Business
Fix non-tariff barriers to reduce cost of trade
Intra-EAC trade continues to face a number of challenges with some countries blocking entry of particular goods.
Non-Tariff Barriers (NTBs) have a huge bearing on the cost of doing business not only in Uganda but also the entire East African (EAC) region.
NTBs are restrictions that result from prohibitions, conditions or specific market requirements that make importation or exportation of products difficult and/or costly.
The EAC Elimination of NTB Act, 2017, defines NTB as laws, regulations, administrative and technical requirements other than tariffs imposed by a partner state, whose effect is to impede trade. Uganda loses about $827m (about Shs3.1 trillion) annually in logistics inefficiencies in import and export of goods. Yet logistics costs account for between 18 and 20 per cent of the sale price of goods sold in Uganda, according to National Logistics Platform.
Currently, logistics bottlenecks and inefficiencies are present at multiple stages in the supply chain, including loading, delivery and warehousing, packaging and waste management. Traffic congestion along key transport corridors, roadblocks and checkpoints only push up time and costs of logistics, which are passed onto the shippers, but the consumers ultimately pay the price.

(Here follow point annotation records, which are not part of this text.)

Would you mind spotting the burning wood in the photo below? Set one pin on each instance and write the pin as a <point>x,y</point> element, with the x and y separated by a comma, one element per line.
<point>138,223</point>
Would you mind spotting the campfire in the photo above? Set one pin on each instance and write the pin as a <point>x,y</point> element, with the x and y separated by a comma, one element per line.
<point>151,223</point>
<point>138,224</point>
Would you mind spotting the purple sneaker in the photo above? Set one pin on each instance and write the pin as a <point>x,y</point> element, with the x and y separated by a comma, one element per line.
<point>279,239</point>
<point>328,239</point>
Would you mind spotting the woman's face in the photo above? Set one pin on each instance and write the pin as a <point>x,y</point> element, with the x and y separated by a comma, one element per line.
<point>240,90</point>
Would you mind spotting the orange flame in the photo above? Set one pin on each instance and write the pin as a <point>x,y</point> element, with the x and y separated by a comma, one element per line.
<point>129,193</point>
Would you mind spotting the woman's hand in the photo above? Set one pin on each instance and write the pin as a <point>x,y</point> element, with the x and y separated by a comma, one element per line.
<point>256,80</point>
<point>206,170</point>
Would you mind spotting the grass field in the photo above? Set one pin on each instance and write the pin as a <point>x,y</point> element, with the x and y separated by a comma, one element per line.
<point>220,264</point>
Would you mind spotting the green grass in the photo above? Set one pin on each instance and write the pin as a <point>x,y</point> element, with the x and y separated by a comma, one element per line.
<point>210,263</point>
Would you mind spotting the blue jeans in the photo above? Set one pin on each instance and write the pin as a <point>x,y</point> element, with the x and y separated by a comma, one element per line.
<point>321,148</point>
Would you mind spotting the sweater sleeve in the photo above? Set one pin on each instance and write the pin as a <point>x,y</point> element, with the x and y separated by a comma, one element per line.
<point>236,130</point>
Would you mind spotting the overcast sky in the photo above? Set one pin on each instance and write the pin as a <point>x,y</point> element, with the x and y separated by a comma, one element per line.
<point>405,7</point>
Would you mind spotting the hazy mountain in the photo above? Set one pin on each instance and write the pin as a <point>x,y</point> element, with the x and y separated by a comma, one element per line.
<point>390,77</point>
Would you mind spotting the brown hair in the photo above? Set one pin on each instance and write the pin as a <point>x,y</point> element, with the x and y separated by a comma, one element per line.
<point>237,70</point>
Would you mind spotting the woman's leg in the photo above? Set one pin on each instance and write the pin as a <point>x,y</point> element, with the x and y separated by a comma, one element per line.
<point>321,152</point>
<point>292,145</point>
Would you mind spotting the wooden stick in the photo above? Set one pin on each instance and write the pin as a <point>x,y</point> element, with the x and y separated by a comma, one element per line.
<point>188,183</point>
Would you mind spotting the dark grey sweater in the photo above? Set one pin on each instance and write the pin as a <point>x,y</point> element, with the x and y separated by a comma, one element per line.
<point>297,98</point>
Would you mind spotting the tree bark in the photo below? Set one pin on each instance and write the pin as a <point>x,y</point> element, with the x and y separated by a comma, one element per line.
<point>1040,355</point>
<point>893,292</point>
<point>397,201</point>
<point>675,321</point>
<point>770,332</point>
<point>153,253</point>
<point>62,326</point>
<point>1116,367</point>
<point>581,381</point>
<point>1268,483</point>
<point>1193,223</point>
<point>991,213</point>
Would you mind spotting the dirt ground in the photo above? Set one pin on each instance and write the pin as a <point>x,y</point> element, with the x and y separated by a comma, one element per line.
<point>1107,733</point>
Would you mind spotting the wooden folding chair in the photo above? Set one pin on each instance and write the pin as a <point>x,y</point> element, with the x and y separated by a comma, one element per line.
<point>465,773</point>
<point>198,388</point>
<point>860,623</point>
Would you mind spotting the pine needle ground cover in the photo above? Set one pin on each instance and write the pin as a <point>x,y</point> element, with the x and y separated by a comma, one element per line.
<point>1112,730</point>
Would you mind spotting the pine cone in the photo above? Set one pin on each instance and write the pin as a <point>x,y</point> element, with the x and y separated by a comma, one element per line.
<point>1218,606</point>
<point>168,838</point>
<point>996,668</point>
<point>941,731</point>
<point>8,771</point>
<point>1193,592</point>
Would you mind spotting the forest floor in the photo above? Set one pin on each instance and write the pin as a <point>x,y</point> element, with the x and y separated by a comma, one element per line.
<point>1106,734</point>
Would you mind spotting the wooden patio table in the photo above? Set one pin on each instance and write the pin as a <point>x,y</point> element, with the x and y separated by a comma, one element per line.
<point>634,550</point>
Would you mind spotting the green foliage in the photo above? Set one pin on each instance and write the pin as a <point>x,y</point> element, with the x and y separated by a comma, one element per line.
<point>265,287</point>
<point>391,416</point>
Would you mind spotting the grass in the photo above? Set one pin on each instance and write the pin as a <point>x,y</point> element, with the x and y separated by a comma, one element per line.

Other challenges include absence of synergies within ministries, departments and agencies of government, insufficient information on trade and services, undefined taxes, challenges around Pre-Export Verification of Conformity and absence of Small and Medium Enterprises database, plus the high cost of finance.
The 2018 port transit report places Uganda as the biggest user of the Mombasa port with about 82 per cent of her cargo passing through it. But Ugandan traders also lose their cargo more often whenever they dock at Mombasa port. This is coupled with high demurrage fees.
Since both Kenya and Uganda are key to trade facilitation across the Northern Corridor, they must continue working together. There is also need to increase manpower to ensure seamless movements of cargo.
But there should be synergies among regional member states to implement the trade policies that promote efficient border management and increase regional trade. Additionally, several national laws are yet to be amended to conform to the Common Market Protocol provisions. By 2018, more than 100 laws in the six partner states’ national legislations had not yet been reviewed to conform to the EAC Common Market Protocol. Regional states should also design tangible proposals which mitigate challenges hindering fulfillment of obligations under Trade Facilitation Agreements.
Regional states should move faster in adopting to new technologies to quell NTBs. Information and Communication Technology can create an infrastructure that is open, transparent and reliable.
If this is done well, NTBs affecting imports and export trade would be wiped out.